In January 1994 a young climber froze to death there, alone and delirious. His name was Derek Tinkham, and he died doing the same traverse, headed for the same summit. In terrible weather, night falling upon them, Tink­ham and his hiking partner, Jeremy Haas, kept going. The temperature plummeted, and the wind picked up, Tinkham growing weaker with each step. Eventually he could walk no farther. Haas tried to bundle Tinkham into his sleeping bag, then he left him to seek help. Winds reached hurricane speeds, forcing Haas to crawl; cold near 30° below zero began killing his exposed skin. After miserable hours he reached the observatory atop Washington, where the crew found him and brought him inside. He suffered severe frostbite, his hands eventually swelling into black stumps. But he lived.

Haas was the more experienced climber, and he was roundly blamed, first for continuing in weather that called for retreat, then for abandoning his friend, who was exhausted but did not protest out of stubbornness or simply because he was hypothermic and his brain was shutting down. A rescue team found Tinkham the next day, half inside his sleeping bag, his face a mask the men would remember for years.

Seated atop my pack, scanning the map, I remember the days after Tinkham died, when the newspapers and everyone I knew talked about weather and arrogance and death. The tragedy didn't keep Jon or me out of the mountains. We barely paused. We each thought, as all young climbers do, It will never happen to me.

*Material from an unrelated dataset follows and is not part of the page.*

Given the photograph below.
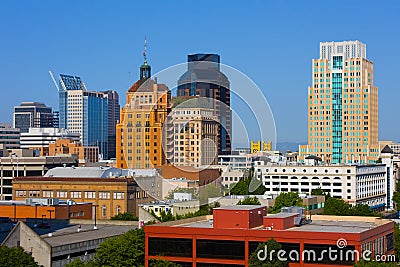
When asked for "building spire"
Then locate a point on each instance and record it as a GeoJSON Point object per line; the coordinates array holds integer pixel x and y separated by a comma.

Before us, several possible routes open across a snowfield sheathed with an ice crust. We choose one, Jon leading. He takes a few steps and then sinks to his hips in deep snow. He wrestles with his trekking poles and tries to push himself out of the hole, the heavy backpack fighting him. He takes another step, sinks again. Soon I'm postholing too, fir branches below the snow clawing at my legs. The process—step, sink, repeat—is exhausting, the price of an audience with Washington.